Mas sempre houve quem buscasse no inóspito a resposta para
as perguntas que o comportamento dos outros nos suscita e na solidão
a paz que as multidões parecem nunca conseguir conservar.
É desespero de causa, a fuga enganosa para um ermo assim.
Todavia, algures no século XVI, umas quantas famílias
plantaram um conjunto de casas à beira da falésia,
determinadas ninguém sabe pelo quê a criarem raízes
por ali. Como as árvores surgidas do nada, inclinadas para
terra como que sopradas pelo mar. Mas era o vento que as empurrava
a todo o tempo, o mesmo que trouxera um punhado de gente apenas
com o propósito de fugir. De quê, ninguém sabe.
Nem nos registos mais antigos, quase dos dias do primeiro lote de
povoadores, se encontrariam referências à verdadeira
motivação do grupo de pioneiros que escolheram desbravar
a aridez de uma terra por baptizar.
Baptizaram-na uns cinquenta anos depois, quando a décima
habitação construída, mais uns barracões
para resguardo dos artefactos de pesca, lhe justificaram um nome.

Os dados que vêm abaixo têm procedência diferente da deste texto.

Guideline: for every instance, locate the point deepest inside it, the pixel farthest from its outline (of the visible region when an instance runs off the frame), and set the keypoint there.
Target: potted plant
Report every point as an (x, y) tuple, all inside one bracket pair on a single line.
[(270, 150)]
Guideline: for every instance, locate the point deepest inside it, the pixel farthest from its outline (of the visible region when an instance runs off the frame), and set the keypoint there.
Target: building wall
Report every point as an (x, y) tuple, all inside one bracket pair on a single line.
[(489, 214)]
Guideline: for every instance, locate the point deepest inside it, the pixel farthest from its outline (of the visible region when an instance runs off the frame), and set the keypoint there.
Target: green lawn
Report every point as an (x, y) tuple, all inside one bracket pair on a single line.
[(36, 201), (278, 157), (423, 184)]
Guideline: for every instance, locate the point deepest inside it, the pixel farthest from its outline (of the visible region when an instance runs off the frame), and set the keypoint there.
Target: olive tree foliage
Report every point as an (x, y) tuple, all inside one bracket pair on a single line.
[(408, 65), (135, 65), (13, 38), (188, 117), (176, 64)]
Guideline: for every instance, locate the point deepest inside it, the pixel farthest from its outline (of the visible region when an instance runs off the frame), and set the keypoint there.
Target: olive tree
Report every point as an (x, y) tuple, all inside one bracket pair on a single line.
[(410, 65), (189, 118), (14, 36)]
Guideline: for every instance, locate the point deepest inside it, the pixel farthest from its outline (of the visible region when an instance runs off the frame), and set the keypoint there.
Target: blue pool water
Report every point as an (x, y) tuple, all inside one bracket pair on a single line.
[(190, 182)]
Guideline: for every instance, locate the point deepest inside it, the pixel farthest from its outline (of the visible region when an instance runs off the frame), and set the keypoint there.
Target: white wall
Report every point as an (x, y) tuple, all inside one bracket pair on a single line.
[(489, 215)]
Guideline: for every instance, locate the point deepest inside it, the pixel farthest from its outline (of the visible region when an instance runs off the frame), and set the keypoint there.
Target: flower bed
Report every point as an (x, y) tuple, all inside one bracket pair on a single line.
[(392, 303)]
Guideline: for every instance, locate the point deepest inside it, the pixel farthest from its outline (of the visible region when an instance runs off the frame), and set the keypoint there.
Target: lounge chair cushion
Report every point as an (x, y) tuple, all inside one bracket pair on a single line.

Vila Aparecida. Do nada, deveriam acrescentar, agora que o tempo
passado sobre a data da fundação já permite
extrair a mais clara das conclusões: ninguém quer
morar num sítio assim.
Continuam a ser poucos os que ficam, excepção criada
apenas pelo grupo de pessoas associadas à manutenção
do velho e quase inútil farol. Algum iluminado cacique impingira,
no glorioso ano de 1834, a ideia de proteger a navegação
dos temíveis rochedos que haviam despedaçado, no ano
anterior, o casco de um importante galeão. Saíra cara
à Coroa a factura daquele naufrágio, tão cara
que justificaria a construção do mais imponente e
absurdo farol da história da nação.
Ninguém navegava em águas tão hostis. Apenas
umas quantas embarcações desnorteadas, fustigadas
por um temporal, que o mar decidia empurrar naquela direcção,
de nada lhes valia a luz intensa que anunciava a presença
próxima da morte, dada como certa naquela armadilha de rochas
afiadas e letais. Vila Aparecida era nome de maldição
entre os velhos lobos-do-mar. Sobretudo os poucos da terra que sobreviviam
à faina impensável que insistiam manter, gerações
de homens tragados pelo oceano, fama de bravos e insanos que pouco
proveito extraiam das águas revoltas com barquinhos de brincar.
Servir-lhes-ia de algum consolo a luz não muito distante,
ilusão de salvamento que raramente chegava a acontecer.
Na falésia, afogavam-se em lágrimas as viúvas
condenadas a mirrarem sozinhas, ressequidas pela salmoura que o
vento trazia das ondas e borrifava no casario.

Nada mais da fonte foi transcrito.